12/8 Natürlich geräuchert
Kategorie: Allgemein Von Heinrich von Grünigen um 15:18 |
Wenn ich diesen Hinweis auf der Packung lese, wird mir heimelig zumute. Vor dem inneren Auge steigt die Metzgete auf dem Bauernhof herauf. Einmal pro Jahr kam der Störmetzger, von den Tieren, die für dieses Datum fällig waren, hatten wir Kinder bereits Abschied genommen: die gut gemästeten Säulein, das Rind, das Kälblein und eventuell noch ein Schaf…
Das Töten der Tiere gehörte zum Ritual, man wusste von nichts anderem, es ging quasi „human“ zu, unter gutem Zureden… dann wurde dem Kadaver die Haut abgezogen, das Schwein wurde gebrüht und die Borsten abgeschabt, dann kam die Zerteilung in die verschiedenen Fleisch-Kategorien, Würste wurden in der Küche in die Därme abgefüllt, andere Stücke eingepökelt und ganze Speckseiten kamen mit den frischen Dauerwürsten in den grossen Kamin im Wäschehaus, wo in den nächsten Tagen ein stetes Feuer unterhalten wurde mit einem besonderen Holzgemisch, dasmit der Rauch das Fleisch so lange haltbar mache, bis es übers Jahr wieder Nachschub gab…
Das war die natürlichste Sache der Welt und der Geschmack des geräucherten Bauernspecks war unvergleichlich, so etwas ist heute nur noch selten zu finden, allenfalls in einer alternativen ländlichen Besenbeiz oder im Hofladen. – Aber auch industriell gefertigte Fleischprodukte werden gern mit diesem Label veredelt: „natürlich geräuchert“ – und auf der Abbildung sieht man die Stücke, wie sie im Rauchfang hängen und langsam reifen.
Was natürlich in der Realität meist nicht mehr stimmt: das Fleisch kommt für eine genau abgemessene Zeit in eine spezielle Räucherkammer, wird dort einem Rauch aus Sägemehl und anderem ausgesetzt, nicht länger als es braucht, bis sich Farbe und Geschmack optimal entwickelt haben… dann geht es in den Verkauf.
Dies, so sagt nun eine europäische Richtlinie aus Brüssel, soll nicht mehr angehen, dass solche Produkte auf dem Etikett mit der Bezeichnung „natürlich“ angepriesen werden dürfen: die Räucherei sei heute nichts anderes als eine Form der industriellen Bearbeitung, das Produkt sei alles andere als „natürlich“ und wer es so bezeichnen wüde, der täusche seine Kundschaft.
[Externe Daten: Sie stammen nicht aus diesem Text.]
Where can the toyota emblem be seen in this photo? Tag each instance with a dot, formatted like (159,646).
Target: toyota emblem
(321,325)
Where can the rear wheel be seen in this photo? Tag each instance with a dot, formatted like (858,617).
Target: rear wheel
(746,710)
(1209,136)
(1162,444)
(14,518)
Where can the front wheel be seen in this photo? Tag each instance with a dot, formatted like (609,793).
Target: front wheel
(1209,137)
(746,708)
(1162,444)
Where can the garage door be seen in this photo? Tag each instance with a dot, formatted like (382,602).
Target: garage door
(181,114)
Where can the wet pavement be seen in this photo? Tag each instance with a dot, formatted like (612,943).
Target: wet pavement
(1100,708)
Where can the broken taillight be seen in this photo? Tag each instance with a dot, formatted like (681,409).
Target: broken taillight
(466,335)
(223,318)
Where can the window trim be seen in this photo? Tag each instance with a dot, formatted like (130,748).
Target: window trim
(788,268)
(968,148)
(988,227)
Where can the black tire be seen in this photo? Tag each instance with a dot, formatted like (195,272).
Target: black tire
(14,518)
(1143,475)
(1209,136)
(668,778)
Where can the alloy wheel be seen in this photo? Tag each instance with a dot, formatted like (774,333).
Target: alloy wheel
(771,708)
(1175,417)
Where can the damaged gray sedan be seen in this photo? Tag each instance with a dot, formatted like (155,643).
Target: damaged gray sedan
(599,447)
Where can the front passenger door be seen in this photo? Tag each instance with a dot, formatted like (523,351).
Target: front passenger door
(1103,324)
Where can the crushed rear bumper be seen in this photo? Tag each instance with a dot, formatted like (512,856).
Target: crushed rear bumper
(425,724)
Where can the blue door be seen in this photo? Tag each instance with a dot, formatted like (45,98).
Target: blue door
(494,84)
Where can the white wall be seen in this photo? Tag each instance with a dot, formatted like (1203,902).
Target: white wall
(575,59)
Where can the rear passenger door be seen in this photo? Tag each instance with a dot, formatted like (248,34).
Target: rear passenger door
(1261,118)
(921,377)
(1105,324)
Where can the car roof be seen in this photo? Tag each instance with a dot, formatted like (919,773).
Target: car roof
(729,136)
Basta.
Noch wehrt sich die Fleischerzunft und hält dagegen, eine Vearbeitung, die sich über Jahrtausende bewährt habe, könne nicht plötzlich in Verruf geraten… Wie der Handel ausgehen wird, ist ungewiss. Die Lebensmittelindustrie ist gewöhnlich gut und erfolgreich im Lobbyieren. Allenfalls springt wohl die Chemie gerne ein und liefert ein künstliches Räucher-Aroma.